Styphelia chlorantha
- Conservation status: Priority Two — Poorly Known Taxa (DEC)

Scientific classification
- Kingdom: Plantae
- Clade: Tracheophytes
- Clade: Angiosperms
- Clade: Eudicots
- Clade: Asterids
- Order: Ericales
- Family: Ericaceae
- Genus: Styphelia
- Species: S. chlorantha
- Binomial name: Styphelia chlorantha (Hislop & A.J.G.Wilson) Hislop, Crayn & Puente-Lel.
- Synonyms: Astroloma chloranthum Hislop & A.J.G.Wilson

= Styphelia chlorantha =

- Genus: Styphelia
- Species: chlorantha
- Authority: (Hislop & A.J.G.Wilson) Hislop, Crayn & Puente-Lel.
- Conservation status: P2
- Synonyms: Astroloma chloranthum Hislop & A.J.G.Wilson

Species of plant

Styphelia chlorantha is a species of flowering plant in the heath family Ericaceae and is endemic to a small area of Western Australia. It is a low, spreading shrub with erect, narrowly egg-shaped to egg-shaped leaves with the narrower end towards the base, and green, tube-shaped flowers arranged singly in leaf axils.

==Description==
Styphelia chlorantha is a low, spreading shrub that typically grows up to 0.1 m high and 1 m wide, its young branchlets sparsely hairy. The leaves are directed upwards and are narrowly egg-shaped to egg-shaped with the narrower end towards the base, 7.8–13.5 mm long and 1.8–3.6 mm wide on a petiole up to 0.8 mm long. There is a sharp point on the end of the leaves and the both surface are more or less glabrous. The flowers are arranged singly in leaf axils with elliptic to more or less round bracts 1.3–2.2 mm long and broadly elliptic bracteoles 1.7–2.3 mm long and 1.5–1.9 mm long at the base. The sepals are egg-shaped or narrowly egg-shaped, 4.0–4.8 mm long and 1.6–2.1 mm wide, the petals forming a green, cylindrical or narrowly bell-shaped tube 6.6–10.1 mm long with lobes 3.4–4.0 mm long.
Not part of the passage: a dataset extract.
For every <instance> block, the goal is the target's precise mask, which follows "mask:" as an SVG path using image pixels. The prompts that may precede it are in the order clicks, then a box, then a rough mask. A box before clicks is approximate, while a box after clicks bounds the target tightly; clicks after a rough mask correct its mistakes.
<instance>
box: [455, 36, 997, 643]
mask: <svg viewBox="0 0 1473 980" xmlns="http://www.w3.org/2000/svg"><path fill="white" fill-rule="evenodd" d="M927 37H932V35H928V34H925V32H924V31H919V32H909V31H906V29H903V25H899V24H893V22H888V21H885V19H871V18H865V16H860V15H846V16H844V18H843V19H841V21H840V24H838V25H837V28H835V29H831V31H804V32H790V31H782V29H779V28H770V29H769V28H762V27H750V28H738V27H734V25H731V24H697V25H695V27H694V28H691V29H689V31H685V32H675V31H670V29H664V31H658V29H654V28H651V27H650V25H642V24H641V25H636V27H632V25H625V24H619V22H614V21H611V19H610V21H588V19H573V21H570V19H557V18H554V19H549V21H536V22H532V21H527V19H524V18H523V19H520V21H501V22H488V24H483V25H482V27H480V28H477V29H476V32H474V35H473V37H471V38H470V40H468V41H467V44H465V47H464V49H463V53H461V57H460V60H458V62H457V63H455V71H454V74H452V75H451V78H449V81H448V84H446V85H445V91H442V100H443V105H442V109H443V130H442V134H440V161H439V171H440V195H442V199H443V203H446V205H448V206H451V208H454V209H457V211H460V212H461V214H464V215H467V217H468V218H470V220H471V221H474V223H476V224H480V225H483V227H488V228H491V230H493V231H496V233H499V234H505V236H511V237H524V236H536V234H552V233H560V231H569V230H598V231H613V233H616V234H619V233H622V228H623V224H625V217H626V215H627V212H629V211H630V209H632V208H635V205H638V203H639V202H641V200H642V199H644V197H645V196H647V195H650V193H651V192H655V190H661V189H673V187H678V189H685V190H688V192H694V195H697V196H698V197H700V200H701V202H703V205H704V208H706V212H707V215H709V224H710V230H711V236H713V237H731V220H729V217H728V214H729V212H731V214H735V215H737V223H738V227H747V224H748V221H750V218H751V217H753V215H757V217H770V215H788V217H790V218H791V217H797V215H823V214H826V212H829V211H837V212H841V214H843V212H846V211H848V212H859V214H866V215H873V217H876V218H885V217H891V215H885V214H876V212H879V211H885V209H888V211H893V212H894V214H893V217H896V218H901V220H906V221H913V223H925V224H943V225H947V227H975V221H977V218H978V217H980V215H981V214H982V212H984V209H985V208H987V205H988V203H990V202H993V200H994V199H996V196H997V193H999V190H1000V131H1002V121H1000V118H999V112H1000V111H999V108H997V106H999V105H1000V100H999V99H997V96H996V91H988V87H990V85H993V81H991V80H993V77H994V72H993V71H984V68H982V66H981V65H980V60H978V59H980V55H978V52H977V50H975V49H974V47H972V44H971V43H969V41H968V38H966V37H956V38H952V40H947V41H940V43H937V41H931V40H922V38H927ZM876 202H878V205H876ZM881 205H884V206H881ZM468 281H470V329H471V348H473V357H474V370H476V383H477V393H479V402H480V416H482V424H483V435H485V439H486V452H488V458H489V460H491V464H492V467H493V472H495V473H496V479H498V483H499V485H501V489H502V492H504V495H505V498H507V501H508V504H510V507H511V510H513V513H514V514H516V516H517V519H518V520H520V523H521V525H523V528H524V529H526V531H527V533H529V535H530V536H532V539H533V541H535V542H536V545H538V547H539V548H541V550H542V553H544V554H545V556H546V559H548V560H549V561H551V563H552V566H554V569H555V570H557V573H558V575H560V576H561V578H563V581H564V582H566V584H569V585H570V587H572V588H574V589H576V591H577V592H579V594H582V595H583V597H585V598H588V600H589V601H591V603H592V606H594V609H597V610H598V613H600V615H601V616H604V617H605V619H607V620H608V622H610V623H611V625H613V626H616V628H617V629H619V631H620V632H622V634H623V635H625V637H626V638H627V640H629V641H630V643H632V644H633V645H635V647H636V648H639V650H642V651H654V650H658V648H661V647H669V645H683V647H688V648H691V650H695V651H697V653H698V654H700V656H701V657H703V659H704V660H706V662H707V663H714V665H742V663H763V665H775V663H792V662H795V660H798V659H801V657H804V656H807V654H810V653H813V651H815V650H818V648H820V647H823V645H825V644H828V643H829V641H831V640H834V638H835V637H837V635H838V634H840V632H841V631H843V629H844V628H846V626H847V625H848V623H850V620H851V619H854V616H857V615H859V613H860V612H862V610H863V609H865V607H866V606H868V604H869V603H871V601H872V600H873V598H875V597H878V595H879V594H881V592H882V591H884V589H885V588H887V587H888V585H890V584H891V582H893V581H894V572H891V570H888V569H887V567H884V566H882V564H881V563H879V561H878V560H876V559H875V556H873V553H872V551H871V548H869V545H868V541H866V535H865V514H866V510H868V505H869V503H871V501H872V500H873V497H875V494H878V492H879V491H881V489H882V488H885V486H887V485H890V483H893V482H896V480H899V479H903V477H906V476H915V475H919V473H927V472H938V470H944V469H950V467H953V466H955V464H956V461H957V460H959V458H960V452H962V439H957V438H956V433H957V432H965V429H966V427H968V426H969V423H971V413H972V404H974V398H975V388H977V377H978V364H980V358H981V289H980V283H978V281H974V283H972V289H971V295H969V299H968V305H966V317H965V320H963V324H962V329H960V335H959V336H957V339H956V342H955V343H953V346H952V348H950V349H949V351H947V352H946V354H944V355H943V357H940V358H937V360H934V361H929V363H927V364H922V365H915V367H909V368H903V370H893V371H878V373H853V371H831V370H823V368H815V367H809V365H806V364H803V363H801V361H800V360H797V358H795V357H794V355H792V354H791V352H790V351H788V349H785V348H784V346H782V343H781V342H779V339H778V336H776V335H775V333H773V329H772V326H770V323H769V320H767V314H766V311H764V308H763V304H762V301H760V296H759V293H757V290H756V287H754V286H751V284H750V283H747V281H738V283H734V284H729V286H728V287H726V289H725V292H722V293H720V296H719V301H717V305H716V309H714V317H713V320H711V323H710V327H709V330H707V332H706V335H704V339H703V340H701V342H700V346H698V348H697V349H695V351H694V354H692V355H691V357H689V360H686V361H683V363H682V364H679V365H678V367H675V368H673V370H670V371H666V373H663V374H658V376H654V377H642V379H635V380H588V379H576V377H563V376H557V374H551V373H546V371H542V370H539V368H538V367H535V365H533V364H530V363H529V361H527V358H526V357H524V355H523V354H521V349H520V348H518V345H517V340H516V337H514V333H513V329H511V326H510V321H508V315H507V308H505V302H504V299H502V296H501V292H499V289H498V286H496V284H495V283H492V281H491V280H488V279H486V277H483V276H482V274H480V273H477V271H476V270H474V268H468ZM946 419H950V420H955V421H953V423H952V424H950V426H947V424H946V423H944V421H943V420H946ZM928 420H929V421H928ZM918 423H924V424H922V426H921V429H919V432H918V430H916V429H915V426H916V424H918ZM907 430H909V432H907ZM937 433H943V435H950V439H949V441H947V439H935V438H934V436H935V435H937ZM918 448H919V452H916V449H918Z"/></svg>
Flowering depends on rainfall but typically occurs from April to June and the fruit is elliptic to spherical, 4.8–5.2 mm long and 3.9–4.8 mm wide.

==Taxonomy==
This species was first formally described in 2013 by Michael Clyde Hislop and Annette Jane Gratton Wilson who gave it the name Astroloma chloranthum in the journal Nuytsia from specimens collected by Hislop near Newdegate in 2006. In 2020, Hislop, Darren M. Crayn and Caroline Puente-Lelievre changed the name to Styphelia chlorantha in Australian Systematic Botany The specific epithet (chlorantha) means "green-flowered".

==Distribution and habitat==
This styphelia grows in mallee in a small area between Newdegate and Pingrup in the Mallee bioregion of south-western Western Australia.

==Conservation status==
Styphelia chlorantha is listed as "Priority Two" by the Western Australian Government Department of Biodiversity, Conservation and Attractions, meaning that it is poorly known and from only one or a few locations.